(Reuters) – Lufthansa’s board approved plans on Wednesday to expand its budget flight operations against the backdrop of deteriorating relations with its pilots who are set for their tenth strike this year.
With the dust barely settled after this week’s two-day walkout that forced Lufthansa to cancel half its flights, affecting 150,000 passengers, pilots’ union Vereinigung Cockpit called another strike for Thursday.
However, this year’s 160 million euro ($198 million) hit to operating profit as a direct result of the dispute over proposed changes to an early retirement scheme is only the tip of the iceberg and highlights the difficulty facing traditional airlines aiming to cut costs to counter the threat to their survival from leaner rivals.

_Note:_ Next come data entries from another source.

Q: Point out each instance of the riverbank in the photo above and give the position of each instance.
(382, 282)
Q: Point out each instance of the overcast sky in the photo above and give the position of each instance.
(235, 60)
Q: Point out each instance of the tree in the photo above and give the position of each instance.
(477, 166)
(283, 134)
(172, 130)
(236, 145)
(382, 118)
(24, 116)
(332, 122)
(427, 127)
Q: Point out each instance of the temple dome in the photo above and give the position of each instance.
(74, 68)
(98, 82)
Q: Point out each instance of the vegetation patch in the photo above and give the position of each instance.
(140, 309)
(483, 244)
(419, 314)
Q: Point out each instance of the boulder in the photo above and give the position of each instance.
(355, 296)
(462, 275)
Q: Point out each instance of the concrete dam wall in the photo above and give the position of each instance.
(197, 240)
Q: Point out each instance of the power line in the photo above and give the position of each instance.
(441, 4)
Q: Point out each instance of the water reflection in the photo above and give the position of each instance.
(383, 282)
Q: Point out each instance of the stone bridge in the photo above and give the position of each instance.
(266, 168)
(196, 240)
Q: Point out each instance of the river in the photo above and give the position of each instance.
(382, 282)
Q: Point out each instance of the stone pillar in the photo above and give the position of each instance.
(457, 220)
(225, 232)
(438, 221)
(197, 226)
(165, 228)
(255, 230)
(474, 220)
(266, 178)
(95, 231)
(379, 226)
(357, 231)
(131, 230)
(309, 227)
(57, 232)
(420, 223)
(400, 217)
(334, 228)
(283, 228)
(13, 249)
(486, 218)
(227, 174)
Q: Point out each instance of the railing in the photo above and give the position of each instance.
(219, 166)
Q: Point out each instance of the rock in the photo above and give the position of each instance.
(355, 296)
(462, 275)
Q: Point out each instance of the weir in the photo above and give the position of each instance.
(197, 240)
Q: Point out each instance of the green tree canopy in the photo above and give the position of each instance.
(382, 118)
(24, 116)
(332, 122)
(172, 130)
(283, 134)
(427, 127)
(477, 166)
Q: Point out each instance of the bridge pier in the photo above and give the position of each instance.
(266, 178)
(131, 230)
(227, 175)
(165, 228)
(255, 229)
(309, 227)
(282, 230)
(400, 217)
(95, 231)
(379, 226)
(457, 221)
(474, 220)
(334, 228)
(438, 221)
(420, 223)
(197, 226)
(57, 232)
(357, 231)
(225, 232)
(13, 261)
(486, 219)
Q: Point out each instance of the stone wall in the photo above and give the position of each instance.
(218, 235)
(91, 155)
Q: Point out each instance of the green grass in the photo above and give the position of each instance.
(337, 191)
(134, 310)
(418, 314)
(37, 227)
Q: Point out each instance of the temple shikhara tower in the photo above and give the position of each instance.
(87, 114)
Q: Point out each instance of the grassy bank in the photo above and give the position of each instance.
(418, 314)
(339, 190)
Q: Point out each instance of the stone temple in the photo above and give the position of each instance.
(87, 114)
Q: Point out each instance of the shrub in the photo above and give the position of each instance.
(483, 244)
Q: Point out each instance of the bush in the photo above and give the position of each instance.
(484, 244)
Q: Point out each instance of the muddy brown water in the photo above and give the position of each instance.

Lufthansa is battling to remain competitive in the face of budget carriers such as Ryanair and easyJet and Gulf operators including Emirates, Etihad and Qatar on lucrative long-haul routes.
Hence the company’s decision to push ahead with expansion of regional airline Eurowings, where costs are 40 percent below that of Lufthansa-branded operations, into a no-frills platform alongside its existing budget carrier Germanwings.

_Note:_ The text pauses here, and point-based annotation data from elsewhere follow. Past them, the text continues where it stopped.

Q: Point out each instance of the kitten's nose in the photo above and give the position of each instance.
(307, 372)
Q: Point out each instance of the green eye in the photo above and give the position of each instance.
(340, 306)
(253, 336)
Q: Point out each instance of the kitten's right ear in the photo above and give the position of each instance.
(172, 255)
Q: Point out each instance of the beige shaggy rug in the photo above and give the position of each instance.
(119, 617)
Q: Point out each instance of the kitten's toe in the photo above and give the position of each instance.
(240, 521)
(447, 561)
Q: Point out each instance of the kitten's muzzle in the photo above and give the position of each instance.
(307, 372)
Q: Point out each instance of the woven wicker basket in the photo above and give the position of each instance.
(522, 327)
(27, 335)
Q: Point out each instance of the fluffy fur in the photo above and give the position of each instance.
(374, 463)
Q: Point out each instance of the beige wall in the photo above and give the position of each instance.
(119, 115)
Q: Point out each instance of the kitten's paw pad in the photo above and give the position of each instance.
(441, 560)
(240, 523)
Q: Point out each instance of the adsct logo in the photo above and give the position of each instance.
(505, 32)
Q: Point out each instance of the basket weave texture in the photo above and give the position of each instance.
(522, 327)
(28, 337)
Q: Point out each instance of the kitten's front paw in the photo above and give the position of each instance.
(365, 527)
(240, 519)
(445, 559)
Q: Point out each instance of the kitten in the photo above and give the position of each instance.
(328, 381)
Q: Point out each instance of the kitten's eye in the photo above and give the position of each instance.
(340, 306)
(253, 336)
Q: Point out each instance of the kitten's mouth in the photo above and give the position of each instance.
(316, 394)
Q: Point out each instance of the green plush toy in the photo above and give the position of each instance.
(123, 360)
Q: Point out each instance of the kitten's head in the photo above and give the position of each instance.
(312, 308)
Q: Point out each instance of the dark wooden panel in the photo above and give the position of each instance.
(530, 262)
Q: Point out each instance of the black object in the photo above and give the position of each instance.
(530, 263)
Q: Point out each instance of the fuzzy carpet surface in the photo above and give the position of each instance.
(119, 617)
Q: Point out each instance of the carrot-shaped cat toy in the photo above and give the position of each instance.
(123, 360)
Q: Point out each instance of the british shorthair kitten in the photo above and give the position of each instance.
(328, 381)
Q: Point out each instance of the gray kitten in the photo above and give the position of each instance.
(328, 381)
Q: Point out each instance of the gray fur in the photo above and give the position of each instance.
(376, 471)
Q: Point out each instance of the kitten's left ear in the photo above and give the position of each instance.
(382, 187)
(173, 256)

Lufthansa, which traditionally targets mainly business customers, wants to chase faster market growth by boosting low-cost services to price-sensitive tourists, with Chief Executive Carsten Spohr vowing to remain strong despite pilot resistance.
The pilots, like peers at Air France, believe low-cost expansion could result in lower pay and worse conditions. Air France-KLM was forced to backtrack on plans to expand its low-cost brand, Transavia, in Europe following a two-week pilot strike in September.